# Objective

In this Lab Session, students will learn to generate time series data using DopplGANger and TimeGAN, understand the application of GANs in time series generation, and compare their performance. Students will implement the code in Python within a Google Colab environment.

**Task 1: Environment Setup and Data Preparation**

*step 1 Install Dependencies*

Install required libraries in Colab, including `tensorflow, numpy, pandas, matplotlib`, and dependencies for `[DopplGANger].

In [None]:
# please enter your codes here

*step 2 Prepare Dataset*

Download the UCI Air Quality Dataset (https://archive.ics.uci.edu/ml/datasets/Air+Quality), which contains multivariate time series data (e.g., CO, NOx readings).

In [None]:
# please enter your codes here

*step 3 Data Preprocessing*

*   Clean Data: Replace missing values (marked as -200) with NaN, fill using linear interpolation, and remove invalid records (e.g., rows with all NaN).
*   Select Key Features: Choose key features for multivariate time series, e.g., CO(GT), NOx(GT), and temperature (T), to reduce complexity and focus on meaningful series.

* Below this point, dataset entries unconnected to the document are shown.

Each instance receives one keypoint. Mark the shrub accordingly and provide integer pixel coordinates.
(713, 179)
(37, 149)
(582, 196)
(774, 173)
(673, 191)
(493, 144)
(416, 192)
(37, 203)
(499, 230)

*   Normalize: Scale selected features to [-1, 1].
*   Split Sequences: Segment data into time series windows (e.g., 24 steps) for model input.





In [None]:
# please enter your codes here

some hints for reference

In [None]:
# Task 1: Data Preparation
def download_and_prepare_air_quality_data(seq_len=24, selected_features=['CO(GT)', 'NOx(GT)', 'T']):
    # Step 1: Download UCI Air Quality Dataset
    url = 'https://archive.ics.uci.edu/ml/machine-learning-databases/00360/AirQualityUCI.zip'
    urllib.request.urlretrieve(url, 'AirQualityUCI.zip')

    # Extract and load data
    with zipfile.ZipFile('AirQualityUCI.zip', 'r') as zip_ref:
        zip_ref.extractall('air_quality')

    data = pd.read_csv('air_quality/AirQualityUCI.csv', sep=';', decimal=',')

    # Step 2: Clean Data
    # Replace missing values (-200) with NaN

    # Remove rows where all selected features are NaN

    # Fill remaining NaN with linear interpolation


    # Step 3: Select Key Features


    # Step 4: Normalize Data
    scaler = MinMaxScaler(feature_range=(-1, 1))
    data_normalized = scaler.fit_transform(data)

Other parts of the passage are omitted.